One of the biggest issues facing most of our employers today is to manage down employment costs and improve productivity in the work place.

To please boards what many top executives often do is they cut jobs because it seen to be the fastest, easiest way to manage down employment cost and increase sales per employee.

Often it's really one of the most expensive and shortsighted decisions that a management can take in the short run.

Layoffs are often done to save money. Unfortunately, cutting jobs is usually a short-term fix, detrimental to the company.

But many companies persist in using layoffs as a first choice for cutting costs simply because many companies are caught up in the powerful temptation to lay people off when companies are desperate to improve bottom line.

Calculating the savings from firing staff is easy. But my experience is figuring the real cost of a redundancy program is often very difficult.

In fact, you can't do it precisely. So many companies, rather than trying to get the costs approximately right, just assume that the cost of lay offs equal the severance costs and pay back is less than three years.

That's is very wrong, and it can get a company into big trouble.

Sometimes, of course, layoffs are unavoidable if the company is over weight at the waistline and recruitment has taken place with no proper basis.

HR Context

From a HR context, many companies now state an explicit goal of being an employer of choice in their industry. That's a lofty goal in an economy where the war for talent is a long-term necessity.

Therefore a company needs to be mindful how badly a layoff could damage the company's brand as an employer-and its ability to attract the best talent in the future? Layoffs greatly increase the chance that a company could be firing a future company leader.

Then the other concern is Morale costs. Even the survivors pay a price. They will certainly experience some grief.
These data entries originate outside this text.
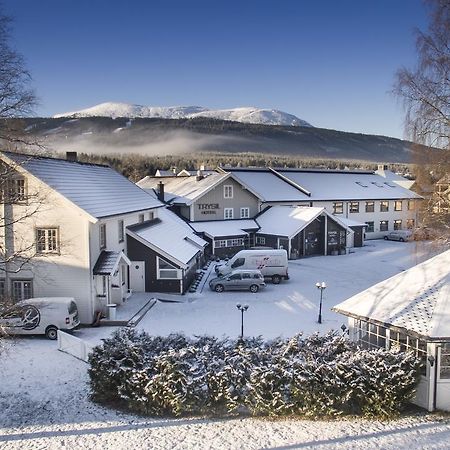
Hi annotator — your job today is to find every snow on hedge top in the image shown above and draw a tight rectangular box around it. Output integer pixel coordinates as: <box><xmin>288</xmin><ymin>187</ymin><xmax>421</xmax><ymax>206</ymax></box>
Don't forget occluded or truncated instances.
<box><xmin>53</xmin><ymin>102</ymin><xmax>312</xmax><ymax>127</ymax></box>
<box><xmin>333</xmin><ymin>250</ymin><xmax>450</xmax><ymax>339</ymax></box>
<box><xmin>0</xmin><ymin>152</ymin><xmax>162</xmax><ymax>218</ymax></box>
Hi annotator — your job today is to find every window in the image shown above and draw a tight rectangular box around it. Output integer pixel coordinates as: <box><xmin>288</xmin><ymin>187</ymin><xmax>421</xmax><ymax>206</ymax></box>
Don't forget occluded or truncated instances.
<box><xmin>350</xmin><ymin>202</ymin><xmax>359</xmax><ymax>213</ymax></box>
<box><xmin>214</xmin><ymin>238</ymin><xmax>244</xmax><ymax>248</ymax></box>
<box><xmin>366</xmin><ymin>202</ymin><xmax>375</xmax><ymax>212</ymax></box>
<box><xmin>100</xmin><ymin>223</ymin><xmax>106</xmax><ymax>250</ymax></box>
<box><xmin>0</xmin><ymin>178</ymin><xmax>27</xmax><ymax>203</ymax></box>
<box><xmin>157</xmin><ymin>257</ymin><xmax>179</xmax><ymax>280</ymax></box>
<box><xmin>223</xmin><ymin>184</ymin><xmax>233</xmax><ymax>198</ymax></box>
<box><xmin>333</xmin><ymin>202</ymin><xmax>344</xmax><ymax>214</ymax></box>
<box><xmin>118</xmin><ymin>220</ymin><xmax>125</xmax><ymax>242</ymax></box>
<box><xmin>12</xmin><ymin>280</ymin><xmax>33</xmax><ymax>301</ymax></box>
<box><xmin>366</xmin><ymin>222</ymin><xmax>375</xmax><ymax>233</ymax></box>
<box><xmin>223</xmin><ymin>208</ymin><xmax>234</xmax><ymax>219</ymax></box>
<box><xmin>439</xmin><ymin>344</ymin><xmax>450</xmax><ymax>379</ymax></box>
<box><xmin>241</xmin><ymin>208</ymin><xmax>250</xmax><ymax>219</ymax></box>
<box><xmin>36</xmin><ymin>228</ymin><xmax>59</xmax><ymax>253</ymax></box>
<box><xmin>231</xmin><ymin>258</ymin><xmax>245</xmax><ymax>269</ymax></box>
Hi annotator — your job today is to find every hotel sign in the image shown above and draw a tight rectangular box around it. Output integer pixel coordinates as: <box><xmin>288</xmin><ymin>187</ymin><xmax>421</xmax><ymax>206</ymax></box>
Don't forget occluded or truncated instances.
<box><xmin>197</xmin><ymin>203</ymin><xmax>220</xmax><ymax>214</ymax></box>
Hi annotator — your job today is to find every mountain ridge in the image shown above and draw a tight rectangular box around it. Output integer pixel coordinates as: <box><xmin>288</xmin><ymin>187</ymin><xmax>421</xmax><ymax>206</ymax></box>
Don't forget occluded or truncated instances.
<box><xmin>53</xmin><ymin>102</ymin><xmax>312</xmax><ymax>127</ymax></box>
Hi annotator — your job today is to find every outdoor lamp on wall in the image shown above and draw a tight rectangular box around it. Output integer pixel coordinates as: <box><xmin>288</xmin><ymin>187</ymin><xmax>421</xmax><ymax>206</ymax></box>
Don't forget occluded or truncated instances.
<box><xmin>316</xmin><ymin>281</ymin><xmax>327</xmax><ymax>323</ymax></box>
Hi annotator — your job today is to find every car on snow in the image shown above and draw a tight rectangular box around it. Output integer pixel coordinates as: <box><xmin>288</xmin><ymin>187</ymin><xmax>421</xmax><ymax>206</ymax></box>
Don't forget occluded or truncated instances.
<box><xmin>209</xmin><ymin>270</ymin><xmax>266</xmax><ymax>293</ymax></box>
<box><xmin>0</xmin><ymin>297</ymin><xmax>80</xmax><ymax>340</ymax></box>
<box><xmin>384</xmin><ymin>230</ymin><xmax>412</xmax><ymax>242</ymax></box>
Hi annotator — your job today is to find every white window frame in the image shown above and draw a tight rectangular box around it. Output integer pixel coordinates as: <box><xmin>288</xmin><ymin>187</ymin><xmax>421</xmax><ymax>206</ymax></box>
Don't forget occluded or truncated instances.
<box><xmin>333</xmin><ymin>202</ymin><xmax>344</xmax><ymax>215</ymax></box>
<box><xmin>223</xmin><ymin>208</ymin><xmax>234</xmax><ymax>220</ymax></box>
<box><xmin>241</xmin><ymin>206</ymin><xmax>250</xmax><ymax>219</ymax></box>
<box><xmin>118</xmin><ymin>220</ymin><xmax>125</xmax><ymax>244</ymax></box>
<box><xmin>99</xmin><ymin>223</ymin><xmax>106</xmax><ymax>250</ymax></box>
<box><xmin>156</xmin><ymin>256</ymin><xmax>181</xmax><ymax>280</ymax></box>
<box><xmin>223</xmin><ymin>184</ymin><xmax>233</xmax><ymax>198</ymax></box>
<box><xmin>36</xmin><ymin>227</ymin><xmax>59</xmax><ymax>255</ymax></box>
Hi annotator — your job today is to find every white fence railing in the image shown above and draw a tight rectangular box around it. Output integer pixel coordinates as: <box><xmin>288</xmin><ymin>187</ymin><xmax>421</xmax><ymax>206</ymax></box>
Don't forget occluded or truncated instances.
<box><xmin>58</xmin><ymin>330</ymin><xmax>92</xmax><ymax>362</ymax></box>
They also fear the loss of their own job. Then often when companies lay off employees strictly as a cost-saving measure, investors and analysts may see the move as a sign of internal trouble-and that can send the share price down.

Also companies need to be mindful of re-hiring costs.

The day will come when business picks up, and when it does; the company will face the costs and delays of hiring and training new employees.

While the companies that have held on to their staff will be able to respond far more aggressively.

Not many companies can avoid layoffs in a downturn. Yet some manage. What do they do instead? Everyone today understands that good steward of their resources would ensure they don't need to cut jobs and many employees are ready to accommodate and support all operational excellence initiatives.

Furthermore, companies that develop a reputation of too readily off loading staff whom they until recently called the most valuable asset will suffer eventually when business improves.

While modest job cuts may be required, companies should look at amalgamating roles; halt all non-urgent recruitment and scrap roles that cannot contribute to the bottom-line.

Other options to free liquidity would be to unlock the cash tied up in the business that has poor IRR.

Companies can start by reducing inventory, stretching payables, managing facility costs, combining organizational units, have rigorous appraisal systems that differentiate high/low performers, stepping up the collection of receivables, process improvements and perhaps even postponing non-critical capital expenditure.

After all those adjustments and initiatives, if job cuts still become an absolute necessity to take out the excess people, then companies need to have a clear process that is tailored, flexible and transparent to manage the redundancies and finally strategy to manage the political fallout.